Tool Usage Metrics

Tool usage metrics for agents: call frequency, error rates, retries, and hotspots to optimize reliability, cost, and policy enforcement.
On this page
  1. Idea In 30 Seconds
  2. Core Problem
  3. How It Works
  4. Typical Production Tool Metrics
  5. How To Read The Tool Layer
  6. When To Use
  7. Implementation Example
  8. Investigation
  9. Common Mistakes
  10. Total calls exist, but no per-tool breakdown
  11. Repeated calls are not tracked
  12. No p95 latency by tool
  13. High-cardinality labels
  14. No tool-layer alerts
  15. Self-Check
  16. FAQ
  17. Related Pages

Idea In 30 Seconds

Tool usage metrics show not just whether an agent works, but how it uses tools and where the tool layer breaks.

They help you see which tools are called most often, where latency grows, and where repeated or failed calls begin.

Without these metrics, it is hard to catch tool-layer overload and cost growth in time.

Core Problem

General run metrics do not show what exactly happens at tool level.

Two runs can have similar overall latency, but in one case the issue is a slow search, and in another it is repeated fetch calls. Without tool metrics, this is hard to see before an incident.

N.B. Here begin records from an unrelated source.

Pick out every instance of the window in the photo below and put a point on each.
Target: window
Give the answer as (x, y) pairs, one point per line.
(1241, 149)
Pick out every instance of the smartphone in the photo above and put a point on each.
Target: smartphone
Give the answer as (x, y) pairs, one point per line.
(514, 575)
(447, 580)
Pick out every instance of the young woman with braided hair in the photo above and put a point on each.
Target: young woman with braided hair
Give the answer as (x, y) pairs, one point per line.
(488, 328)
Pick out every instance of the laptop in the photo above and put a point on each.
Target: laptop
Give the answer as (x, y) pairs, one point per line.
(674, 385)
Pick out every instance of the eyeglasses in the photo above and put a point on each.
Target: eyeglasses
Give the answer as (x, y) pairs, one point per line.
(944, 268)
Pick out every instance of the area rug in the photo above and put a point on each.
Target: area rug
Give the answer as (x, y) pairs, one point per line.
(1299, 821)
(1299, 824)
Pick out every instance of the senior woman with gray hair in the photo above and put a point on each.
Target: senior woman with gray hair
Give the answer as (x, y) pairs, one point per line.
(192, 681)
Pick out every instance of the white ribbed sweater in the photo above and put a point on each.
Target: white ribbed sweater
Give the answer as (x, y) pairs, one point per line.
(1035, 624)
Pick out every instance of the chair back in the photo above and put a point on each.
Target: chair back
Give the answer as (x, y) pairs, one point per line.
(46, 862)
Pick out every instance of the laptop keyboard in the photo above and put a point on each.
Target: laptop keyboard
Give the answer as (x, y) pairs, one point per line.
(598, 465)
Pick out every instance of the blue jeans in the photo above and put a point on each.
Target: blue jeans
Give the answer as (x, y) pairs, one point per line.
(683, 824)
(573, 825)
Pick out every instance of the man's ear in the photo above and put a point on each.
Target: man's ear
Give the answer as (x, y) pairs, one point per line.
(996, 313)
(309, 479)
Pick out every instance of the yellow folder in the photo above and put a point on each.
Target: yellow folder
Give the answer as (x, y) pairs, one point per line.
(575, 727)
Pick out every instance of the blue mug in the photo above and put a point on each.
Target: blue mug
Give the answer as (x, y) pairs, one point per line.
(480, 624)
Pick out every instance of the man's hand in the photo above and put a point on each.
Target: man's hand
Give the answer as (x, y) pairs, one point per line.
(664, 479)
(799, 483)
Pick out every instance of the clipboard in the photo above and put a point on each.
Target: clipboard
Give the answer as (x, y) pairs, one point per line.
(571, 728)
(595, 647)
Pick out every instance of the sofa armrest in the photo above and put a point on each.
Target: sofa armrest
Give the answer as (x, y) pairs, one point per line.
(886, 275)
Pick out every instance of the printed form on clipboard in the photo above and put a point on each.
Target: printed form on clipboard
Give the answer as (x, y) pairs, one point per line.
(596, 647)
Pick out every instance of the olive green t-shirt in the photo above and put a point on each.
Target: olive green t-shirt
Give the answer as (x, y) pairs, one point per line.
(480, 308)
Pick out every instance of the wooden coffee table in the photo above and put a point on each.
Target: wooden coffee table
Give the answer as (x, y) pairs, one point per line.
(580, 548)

Next, we break down how to read these signals and find problems.

In production, this usually looks like:

  • one tool quietly becomes a hot spot;
  • retries grow, but the reason is unclear;
  • some runs spend too many steps specifically on tools;
  • the team sees the issue only when error rate or budget spikes.

That is why the tool layer should be monitored separately, not only through overall run metrics.

How It Works

Tool usage metrics are built around tool_call and tool_result events.

Tool metrics are split into:

  • infra metrics (tool_latency_p95, tool_error_rate);
  • behavior metrics (repeated_tool_calls, tool_calls_per_run, unique_tools_per_run).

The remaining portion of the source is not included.